Embedded Systems Security - Part 3: Hypervisors and system virtualization
David Kleidermacher and Mike Kleidermacher - February 19, 2013
Adapted from "Embedded Systems Security" by David Kleidermacher and Mike Kleidermacher (Newnes)
2.6 Hypervisors and System Virtualization
The operating system has long played a critical role in embedded systems. A prime historical purpose of the operating system is to simplify the life of electronic product developers, freeing them to focus on differentiation. The operating system fulfills this mission by abstracting the hardware resources - RAM and storage, connectivity peripherals such as USB and Ethernet, and human interface devices such as touchscreens. The abstraction is presented to the developer in the form of convenient APIs and mechanisms for interacting with the hardware and managing application workloads. The operating system is coupled with a development environment - compilers, debuggers, editors, performance analyzers, and so on - that help engineers build their powerful applications quickly and to take maximum advantage of the operating system.
Of course, this environment has grown dramatically up the stack. Instead of just providing a TCP/IP stack, an embedded operating system must sometimes provide a full suite of application-level protocols and services such as FTP and web servers. Instead of a simple graphics library, the operating system may need to provide sophisticated multimedia audio and 3D-graphics frameworks. Furthermore, as embedded Systems-on-Chip (SoCs) become more capable, application and real-time workloads are being consolidated. The example discussed briefly in Chapter 1 of an automotive infotainment system integrating rear-view camera capability is representative of this trend: the operating system must provide a powerful applications environment while responding instantly to real-time events and protecting sensitive communications interfaces from corruption.
Because of its central role, the operating system has sometimes been the battleground between electronics manufacturers who aim not only to differentiate but also to protect the uniqueness of and investment in their innovations. The smartphone market is an obvious example: silicon vendors, consumer electronics manufacturers, and service providers at all levels want to control that human-machine interface, which acts as the portal for revenue, loyalty, and brand recognition.
The trend toward consolidation has posed a significant challenge to embedded operating system suppliers who must navigate the myriad of stacks, interfaces, standards, and software packages. This complexity has also fueled a trend toward open source models to reap the benefits of a massive, distributed developer base. Linux is the primary success story. However, while Linux has succeeded in gaining dramatic market share, it has also suffered from tremendous fragmentation. What embedded systems developers have realized is that they must customize and extend Linux to be able to obtain differentiation and platform control. In essence, these Linux-based efforts have become the new do-it-yourself proprietary operating system for a collection of stakeholders.
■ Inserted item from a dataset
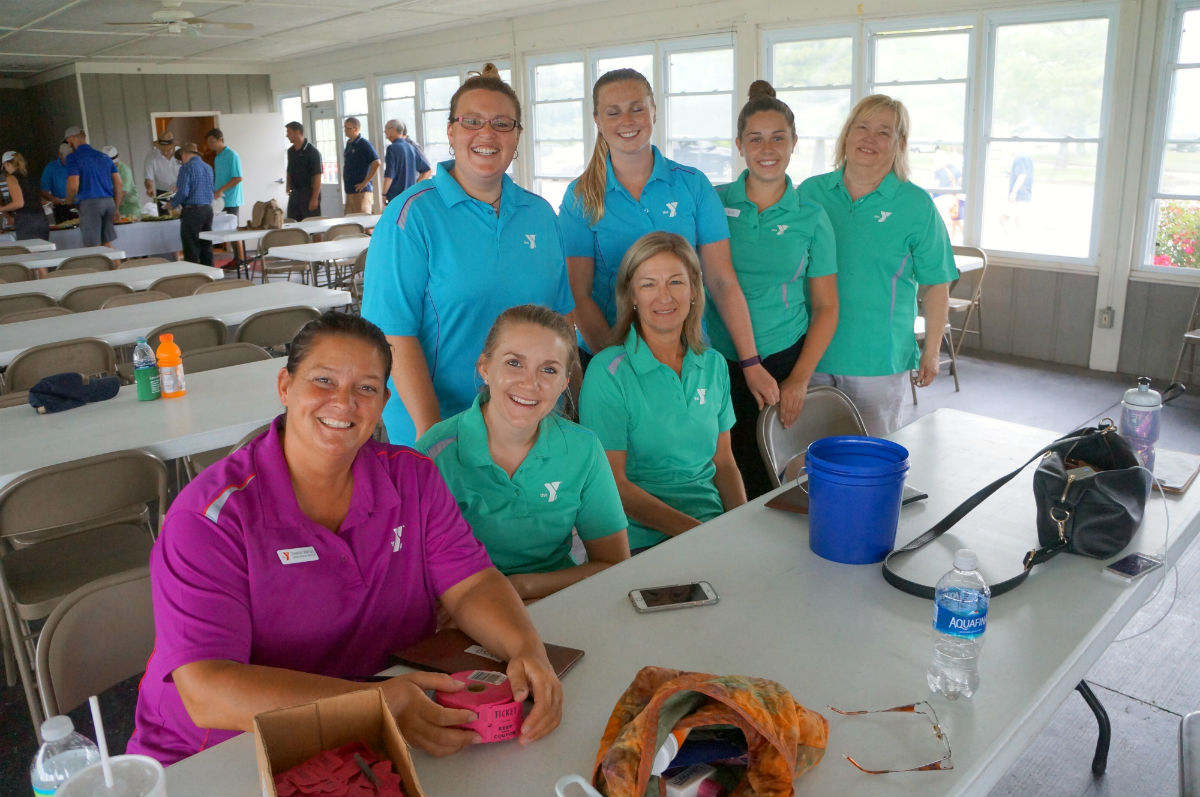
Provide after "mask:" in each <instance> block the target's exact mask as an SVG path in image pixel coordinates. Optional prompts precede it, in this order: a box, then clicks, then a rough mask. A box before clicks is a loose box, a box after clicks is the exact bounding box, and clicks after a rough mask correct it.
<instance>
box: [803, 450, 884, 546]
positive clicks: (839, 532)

The key problem is that the typical operating system abstractions - files, devices, network communication, graphics, and threads - have begun to reach their limit of utility. Application developers and electronics suppliers who become too dependent on one operating system abstraction environment can find themselves in dire straights if the operating system fails to meet emerging requirements, runs into licensing or IP rights headwinds, or is simply surpassed by another operating system in the market.